The Limits of Payment clause in the policy states:

AMOUNTS PAYABLE FOR UNINSURED MOTORISTS LOSSES. Our obligation to pay uninsured motorists' losses is limited to the amounts for each person and each accident stated in the Declarations. The following conditions apply to these limits:
1. The limit stated for any one person is for all damages claimed by anyone for bodily injury[1] or loss of services of one person as a result of one accident. *294 For each such accident, the total limit of our liability stated is for all damages sustained by two or more persons.

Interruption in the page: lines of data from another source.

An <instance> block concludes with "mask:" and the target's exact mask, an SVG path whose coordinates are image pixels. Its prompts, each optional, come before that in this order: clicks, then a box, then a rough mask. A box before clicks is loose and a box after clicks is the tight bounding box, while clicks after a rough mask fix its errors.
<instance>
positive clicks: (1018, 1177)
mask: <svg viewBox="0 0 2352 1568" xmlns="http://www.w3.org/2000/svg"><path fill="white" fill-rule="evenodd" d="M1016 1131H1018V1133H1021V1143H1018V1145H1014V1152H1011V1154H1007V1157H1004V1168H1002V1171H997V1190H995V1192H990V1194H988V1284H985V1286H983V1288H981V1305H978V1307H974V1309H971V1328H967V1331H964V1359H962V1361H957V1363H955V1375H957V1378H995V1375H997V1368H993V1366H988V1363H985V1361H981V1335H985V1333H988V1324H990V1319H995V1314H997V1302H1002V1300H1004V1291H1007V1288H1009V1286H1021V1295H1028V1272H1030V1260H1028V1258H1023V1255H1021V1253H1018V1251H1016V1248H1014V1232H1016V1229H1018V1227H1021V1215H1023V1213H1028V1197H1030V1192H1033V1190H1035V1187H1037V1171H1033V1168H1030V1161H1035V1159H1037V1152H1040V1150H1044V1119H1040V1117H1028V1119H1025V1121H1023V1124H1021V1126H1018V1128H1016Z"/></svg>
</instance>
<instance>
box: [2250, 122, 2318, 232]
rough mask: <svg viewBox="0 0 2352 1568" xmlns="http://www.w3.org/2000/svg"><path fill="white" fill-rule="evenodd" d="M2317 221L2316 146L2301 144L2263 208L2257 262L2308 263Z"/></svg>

In Biondino v. Southern Farm Bureau Casualty Insurance Co., 319 So. 2d 152 (Fla. 2d DCA 1975), we held under similar policy language[2] that the amount which a husband could recover for bodily injuries and his wife could recover for loss of consortium was limited to the per person entitlement. We rejected the wife's contention that the per accident limitation should be applied to allow her a separate entitlement as a derivative claimant. In Mackoul v. The Fidelity & Casualty Co. of New York, 402 So. 2d 1259 (Fla. 1st DCA, 1981), the First District cited our opinion in Biondino and held that the each person limit of liability under uninsured motorist coverage in that policy[3] provided the total liability of the insurance company for all damages that could be recovered for the death of one person. It specifically rejected the contention that each party who has a claim arising out of the wrongful death of the deceased has a separate entitlement to the extent of the limit of liability for each person. We agree with the result in Mackoul and find, as applied to the facts of the instant case, that appellee is not entitled to recover under the uninsured motorist provision of decedent's policy.

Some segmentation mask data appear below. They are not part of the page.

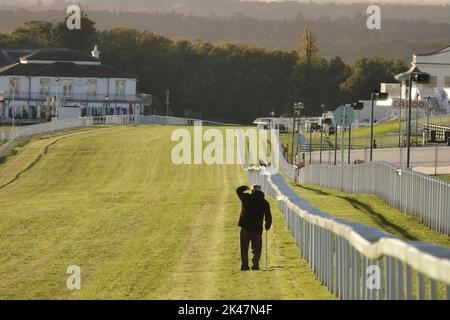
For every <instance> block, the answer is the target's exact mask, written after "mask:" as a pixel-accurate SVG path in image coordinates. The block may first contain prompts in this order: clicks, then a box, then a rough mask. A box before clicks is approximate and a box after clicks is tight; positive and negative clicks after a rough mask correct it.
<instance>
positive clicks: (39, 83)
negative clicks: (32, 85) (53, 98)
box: [39, 78, 50, 97]
mask: <svg viewBox="0 0 450 320" xmlns="http://www.w3.org/2000/svg"><path fill="white" fill-rule="evenodd" d="M39 84H40V86H39V88H40V89H39V93H40V95H41V97H47V96H49V95H50V79H48V78H42V79H40V80H39Z"/></svg>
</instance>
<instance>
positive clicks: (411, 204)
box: [298, 162, 450, 235]
mask: <svg viewBox="0 0 450 320" xmlns="http://www.w3.org/2000/svg"><path fill="white" fill-rule="evenodd" d="M298 181H299V182H300V183H310V184H314V185H317V186H320V187H324V188H330V189H338V190H341V191H343V192H345V193H350V194H358V193H365V194H375V195H377V196H378V197H380V198H381V199H383V200H384V201H385V202H386V203H388V204H389V205H390V206H391V207H393V208H396V209H399V210H401V211H402V212H405V213H407V214H409V215H412V216H415V217H417V218H419V219H420V221H421V222H422V223H424V224H425V225H427V226H428V227H430V228H431V229H433V230H435V231H438V232H442V233H445V234H447V235H450V182H445V181H442V180H440V179H436V178H433V177H430V176H427V175H424V174H421V173H418V172H414V171H412V170H406V169H401V168H400V167H397V166H394V165H392V164H389V163H386V162H371V163H365V164H360V165H344V166H342V167H340V166H332V165H311V166H307V167H305V168H302V169H301V170H300V174H299V177H298Z"/></svg>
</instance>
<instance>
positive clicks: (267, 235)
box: [266, 230, 269, 271]
mask: <svg viewBox="0 0 450 320" xmlns="http://www.w3.org/2000/svg"><path fill="white" fill-rule="evenodd" d="M267 237H268V235H267V230H266V271H268V270H269V268H268V264H267V260H268V259H269V255H268V253H267V249H268V247H269V246H268V242H269V241H268V239H267Z"/></svg>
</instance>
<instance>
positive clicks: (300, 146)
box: [294, 133, 306, 147]
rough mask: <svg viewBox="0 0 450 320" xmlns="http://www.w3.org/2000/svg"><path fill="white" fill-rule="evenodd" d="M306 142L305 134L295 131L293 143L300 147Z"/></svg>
mask: <svg viewBox="0 0 450 320" xmlns="http://www.w3.org/2000/svg"><path fill="white" fill-rule="evenodd" d="M305 143H306V139H305V136H304V135H303V134H301V133H296V134H295V136H294V145H295V146H297V147H301V146H303V145H304V144H305Z"/></svg>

Finally, we reject appellee's assertion that the language included under Coverage, "Under this coverage we will pay damages others may be legally entitled to recover because of bodily injury suffered by an insured," conflicts with the limits of payment provision so as to render the policy provisions ambiguous. We think the quoted provision merely authorizes recovery by derivative claimants and does not expand the stated policy limits available for payment.

Accordingly, we vacate the summary judgment entered in favor of appellee, and direct the trial court to enter summary judgment in favor of appellant.

SCHEB, C.J., and BOARDMAN and CAMPBELL, JJ., concur.

NOTES

[1] Bodily injury is elsewhere defined in the policy as including death.

[2] In Biondino, 319 So.2d at 153, the payment clause in the policy provided:

The limit of liability as applicable to "each person" is the limit of the Company's liability for all damages, including damages for care or loss of services, because of bodily injury sustained by one person, as the result of any one accident and, subject to the above provisions respecting each person, the limit of liability as applicable to "each accident" is the total limit of the Company's liability for all damages, including damages for care or loss of services, because of bodily injury sustained by two or more persons as a result of any one accident.

[3] In Mackoul, 402 So.2d at 1260, the relevant provision states:

The limit of liability shown in the Declarations for "each person" for Uninsured Motorist Coverage is our maximum limit of liability for all damages for bodily injury sustained by any one person in any one auto accident. Subject to this limit for "each person" the limit of liability shown in the Declarations or in this endorsement for "each accident" for Uninsured Motorists Coverage is our maximum limit of liability for all damages for bodily injury resulting from any one auto accident.

This is the most we will pay regardless of the number of covered persons, claims made, vehicles or premiums shown in the declarations, or vehicles involved in the auto accident.